Jean-Yves Le Naour, L’assassinat de Clemenceau

Un récit aux allures de roman policier !

Clemen­ceau est alors pré­sident du Conseil. Ce 19 février 1919, comme à son habi­tude, après s’être levé tôt, il se pré­pare à par­tir du 8 rue Frank­lin dans le 16e arron­dis­se­ment où il loue un modeste rez-de-jardin pour le minis­tère de la Guerre où il a ses bureaux. Vers 8 heures 30, un grand jeune homme blond, l’air d’un étu­diant bohème, com­mence à faire les cent pas en bas de la rue. Il s’appelle Émile Cot­tin, sur­nommé Milou. À 8 heures 45 pré­cises, Cle­men­ceau sort de chez lui, salue la concierge et les poli­ciers char­gés de sa sécu­rité. Il monte dans sa limou­sine, une Rolls-Royce, qui à vitesse réduite se dirige vers le bou­le­vard. Cot­tin n’a pas vu la voi­ture démar­rer mais il entend le moteur. Il se pré­ci­pite et tire deux coups de feu.
Le conduc­teur accé­lère mais prend le rond-point, ce qui per­met au tueur de se retrou­ver à hau­teur de la voi­ture et de tirer sept fois. Le chauf­feur est tou­ché et Cle­men­ceau prend une balle dans l’omoplate qui per­fore le pou­mon. Quand on exa­mi­nera ses vête­ments on décou­vrira la trace de trois balles qui ont tra­versé le par­des­sus sans le bles­ser. Les poli­ciers se pré­ci­pitent. Cot­tin jette son arme. La foule se rue sur lui et com­mence à le frap­per. Ce sont les poli­ciers qui, alors, le pro­tègent.
Se déroule le récit de son arres­ta­tion, puis celui de l’enquête, du pro­ces­sus qui a amené ce gar­çon soli­taire à cet acte avant le pro­cès et la condam­na­tion à mort…

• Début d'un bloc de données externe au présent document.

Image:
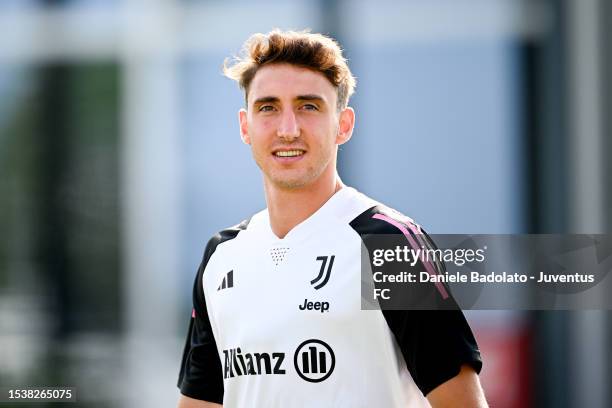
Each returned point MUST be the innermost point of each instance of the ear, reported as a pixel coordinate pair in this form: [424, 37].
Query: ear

Jean-Yves Le Naour détaille les cir­cons­tances de la ten­ta­tive d’assassinat, les réac­tions poli­tiques, les dif­fé­rentes phases de l’enquête pour com­prendre les rai­sons qui ont poussé cet ouvrier ébé­niste à vou­loir tuer Cle­men­ceau. Il déclare que : “M. Cle­men­ceau est l’ennemi de la classe ouvrière…” Mais, com­ment et pour­quoi est-il passé à l’acte ?
Rapi­de­ment, c’est le pro­cès où Émile Cot­tin appa­raît comme un homme dis­cret, tai­seux, sans cha­risme, qui semble avoir agi seul. Pour illus­trer l’ambiance, Le Petit Pari­sien déplore : “Jamais accusé n’apparut plus terne dans une audience plus grise.”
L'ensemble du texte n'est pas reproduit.